The first step in working productively with AI is understanding what a practitioner's own work actually consists of. Most professionals describe their work through their role (consultant, lawyer, analyst, broker) rather than through the specific tasks the role involves. Role descriptions are useful for business cards and employment contracts. They are less useful for deciding where AI can help, because a role is too abstract to map onto specific AI capabilities.
A more useful approach is to decompose the role into the tasks that actually consume a practitioner's time. Research. Drafting. Analysis. Communication. Administration. Meeting preparation. Document review. Every professional job breaks down into a specific combination of these and similar categories, and the specific combination varies substantially across roles within the same broad profession. A corporate lawyer's days are different from a litigator's days. A management consultant's days are different from a financial-advisory consultant's days. A listing-side residential agent's days are different from a buyer-side agent's days. The task mix determines where AI can help, and the starting point for productive AI use is an honest inventory of the tasks that actually make up the work.
The inventory exercise is straightforward. Write down the ten most frequent tasks in the week. For each, note how often it happens (daily, weekly, monthly, occasional) and what kind of work it actually involves (is it mechanical production, is it analytical, is it judgment-heavy, is it relationship-driven). This produces a map of the work that can then be evaluated for AI opportunities.
A useful screening framework for each task asks three questions. The first is whether the task is repetitive in structure, meaning it takes roughly the same shape each time even when the specific content differs. Drafting a weekly client update, preparing a standard case summary, writing quarterly performance reviews. The second is whether the task relies on information that already exists in digital form, such as documents, emails, prior work product, databases, or notes, rather than on things only the practitioner knows. The third is whether the practitioner would still review the final product before it reaches its audience, which ensures that AI is augmenting rather than replacing professional judgment. If the answer to at least two of the three questions is yes, the task is typically a strong candidate for AI support.

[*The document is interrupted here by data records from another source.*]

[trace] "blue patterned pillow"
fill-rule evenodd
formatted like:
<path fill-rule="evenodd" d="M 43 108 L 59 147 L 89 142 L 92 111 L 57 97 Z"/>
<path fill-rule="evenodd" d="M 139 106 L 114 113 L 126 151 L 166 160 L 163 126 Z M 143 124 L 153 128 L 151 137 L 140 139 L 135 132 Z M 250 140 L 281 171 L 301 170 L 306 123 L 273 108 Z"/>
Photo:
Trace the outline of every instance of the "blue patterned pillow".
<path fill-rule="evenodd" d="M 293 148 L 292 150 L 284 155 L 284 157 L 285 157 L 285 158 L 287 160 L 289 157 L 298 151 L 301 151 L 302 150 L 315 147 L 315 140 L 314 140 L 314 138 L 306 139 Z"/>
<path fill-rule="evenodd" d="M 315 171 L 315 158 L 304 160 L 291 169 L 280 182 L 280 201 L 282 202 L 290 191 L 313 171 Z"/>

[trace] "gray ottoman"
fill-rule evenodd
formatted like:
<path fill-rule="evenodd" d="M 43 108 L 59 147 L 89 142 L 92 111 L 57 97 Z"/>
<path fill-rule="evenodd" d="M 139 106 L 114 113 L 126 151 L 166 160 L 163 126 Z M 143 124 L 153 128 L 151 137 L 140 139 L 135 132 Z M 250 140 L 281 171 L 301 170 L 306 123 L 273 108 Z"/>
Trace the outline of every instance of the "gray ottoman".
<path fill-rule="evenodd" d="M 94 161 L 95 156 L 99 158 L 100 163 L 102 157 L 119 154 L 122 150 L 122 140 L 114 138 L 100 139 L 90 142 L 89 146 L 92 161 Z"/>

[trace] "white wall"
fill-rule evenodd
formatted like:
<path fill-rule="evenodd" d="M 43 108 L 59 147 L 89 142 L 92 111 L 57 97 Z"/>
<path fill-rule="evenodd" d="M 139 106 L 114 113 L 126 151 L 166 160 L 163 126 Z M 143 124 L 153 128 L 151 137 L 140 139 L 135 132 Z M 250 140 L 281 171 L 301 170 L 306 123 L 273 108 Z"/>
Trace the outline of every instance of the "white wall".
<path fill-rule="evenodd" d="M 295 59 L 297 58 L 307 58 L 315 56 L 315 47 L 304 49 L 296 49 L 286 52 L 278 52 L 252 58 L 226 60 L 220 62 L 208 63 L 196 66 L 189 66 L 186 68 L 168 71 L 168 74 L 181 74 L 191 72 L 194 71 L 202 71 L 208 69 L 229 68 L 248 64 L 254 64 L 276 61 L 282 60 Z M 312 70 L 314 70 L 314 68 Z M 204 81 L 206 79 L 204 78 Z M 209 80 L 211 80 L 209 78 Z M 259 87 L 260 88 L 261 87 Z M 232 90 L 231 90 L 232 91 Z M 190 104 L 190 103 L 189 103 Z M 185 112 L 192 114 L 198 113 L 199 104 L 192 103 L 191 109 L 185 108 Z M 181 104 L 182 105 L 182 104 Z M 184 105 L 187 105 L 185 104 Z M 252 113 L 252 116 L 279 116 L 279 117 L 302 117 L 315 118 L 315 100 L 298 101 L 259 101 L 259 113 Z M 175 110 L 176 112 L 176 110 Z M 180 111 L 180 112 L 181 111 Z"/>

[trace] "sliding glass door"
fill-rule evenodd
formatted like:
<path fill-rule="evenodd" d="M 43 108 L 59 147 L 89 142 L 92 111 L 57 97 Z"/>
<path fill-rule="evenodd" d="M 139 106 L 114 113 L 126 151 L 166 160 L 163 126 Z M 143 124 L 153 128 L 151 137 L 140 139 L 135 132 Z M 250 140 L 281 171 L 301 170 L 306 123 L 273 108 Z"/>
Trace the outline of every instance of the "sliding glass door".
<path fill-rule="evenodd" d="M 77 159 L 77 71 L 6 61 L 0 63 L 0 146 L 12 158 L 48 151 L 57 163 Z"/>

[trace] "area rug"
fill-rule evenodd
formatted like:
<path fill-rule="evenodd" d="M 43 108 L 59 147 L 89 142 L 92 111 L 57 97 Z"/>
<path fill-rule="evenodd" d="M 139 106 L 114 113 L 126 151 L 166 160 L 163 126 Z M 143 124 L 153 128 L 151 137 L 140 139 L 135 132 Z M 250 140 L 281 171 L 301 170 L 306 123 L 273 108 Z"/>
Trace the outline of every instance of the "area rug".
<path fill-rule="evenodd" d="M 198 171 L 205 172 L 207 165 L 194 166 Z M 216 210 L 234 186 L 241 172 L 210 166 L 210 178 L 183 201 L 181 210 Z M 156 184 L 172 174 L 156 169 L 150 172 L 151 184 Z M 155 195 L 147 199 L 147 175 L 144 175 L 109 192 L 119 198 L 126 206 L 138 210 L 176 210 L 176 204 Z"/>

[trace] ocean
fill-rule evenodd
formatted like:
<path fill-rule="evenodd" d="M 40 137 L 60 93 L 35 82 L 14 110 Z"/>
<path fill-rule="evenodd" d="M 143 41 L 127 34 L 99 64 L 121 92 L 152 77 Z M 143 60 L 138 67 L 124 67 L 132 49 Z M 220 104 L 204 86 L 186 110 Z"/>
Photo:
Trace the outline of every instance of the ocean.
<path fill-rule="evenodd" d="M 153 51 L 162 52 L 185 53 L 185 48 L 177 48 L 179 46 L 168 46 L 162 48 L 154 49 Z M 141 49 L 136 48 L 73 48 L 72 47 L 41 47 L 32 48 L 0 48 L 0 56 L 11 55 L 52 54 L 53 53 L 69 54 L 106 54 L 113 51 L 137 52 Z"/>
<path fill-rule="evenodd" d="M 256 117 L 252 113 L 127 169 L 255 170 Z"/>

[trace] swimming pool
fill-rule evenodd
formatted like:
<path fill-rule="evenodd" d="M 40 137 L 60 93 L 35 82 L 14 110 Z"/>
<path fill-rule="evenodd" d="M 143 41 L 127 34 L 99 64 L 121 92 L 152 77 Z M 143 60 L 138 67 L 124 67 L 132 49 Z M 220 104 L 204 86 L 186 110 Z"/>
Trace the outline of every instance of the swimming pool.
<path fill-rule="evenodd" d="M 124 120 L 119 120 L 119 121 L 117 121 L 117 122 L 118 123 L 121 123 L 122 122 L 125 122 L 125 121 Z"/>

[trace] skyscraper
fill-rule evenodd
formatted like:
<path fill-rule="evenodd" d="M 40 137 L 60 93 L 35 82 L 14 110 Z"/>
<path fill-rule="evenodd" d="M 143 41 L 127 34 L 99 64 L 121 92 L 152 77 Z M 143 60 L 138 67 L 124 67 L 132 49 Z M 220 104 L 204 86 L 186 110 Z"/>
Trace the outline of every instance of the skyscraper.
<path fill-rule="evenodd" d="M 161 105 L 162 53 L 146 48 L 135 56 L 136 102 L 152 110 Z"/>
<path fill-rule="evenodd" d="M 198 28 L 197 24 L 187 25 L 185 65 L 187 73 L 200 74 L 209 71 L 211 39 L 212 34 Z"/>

Tasks that commonly qualify include drafting initial versions of memos, emails, and reports. Turning bullet points or meeting notes into structured documents. Preparing first drafts of presentations. Organising notes from meetings or interviews into clean records. Producing checklists, templates, and standard operating procedures from existing process documentation. Summarising long documents. Extracting structured information from unstructured sources. These are the tasks where AI assistance produces the most immediate value, and the tasks where the learning curve is easiest for a practitioner starting to work with AI.
Tasks that typically do not qualify for AI assistance include relationship-driven work, judgment calls on edge cases, decisions that require accountability, and tasks that depend on information the practitioner has that is not in digital form. A client conversation about a difficult situation, a judgment call on whether to accept a deal term, a decision about whether a particular recommendation fits the specific context. These fall outside AI's scope. The tasks in this category are where the practitioner's professional value is most concentrated, and AI use should free up time for them rather than attempting to replace them.
The important principle is that practitioners should not force AI into every part of their work. Force-fitting AI onto tasks where it does not belong produces poor output and wasted effort. Applying AI thoughtfully to the tasks where it substantively helps produces substantial time savings and often improved output quality. The task inventory is the foundation for making that distinction deliberately. A practitioner who knows which of their ten most frequent tasks are good candidates for AI has a map they can start working from. A practitioner who has not done the inventory tends to either under-use AI (because they have not identified the opportunities) or over-use AI (because they apply it where it does not fit and produce disappointing results that sour them on the tools generally).
The inventory is also worth revisiting periodically. The AI tools themselves continue to improve, and tasks that were not good candidates a year ago may be good candidates now. The practitioner's role may evolve, and the task mix may shift. The practice of maintaining an active view of what the work is composed of is itself a professional discipline, and one that pays off in ways that extend beyond AI use.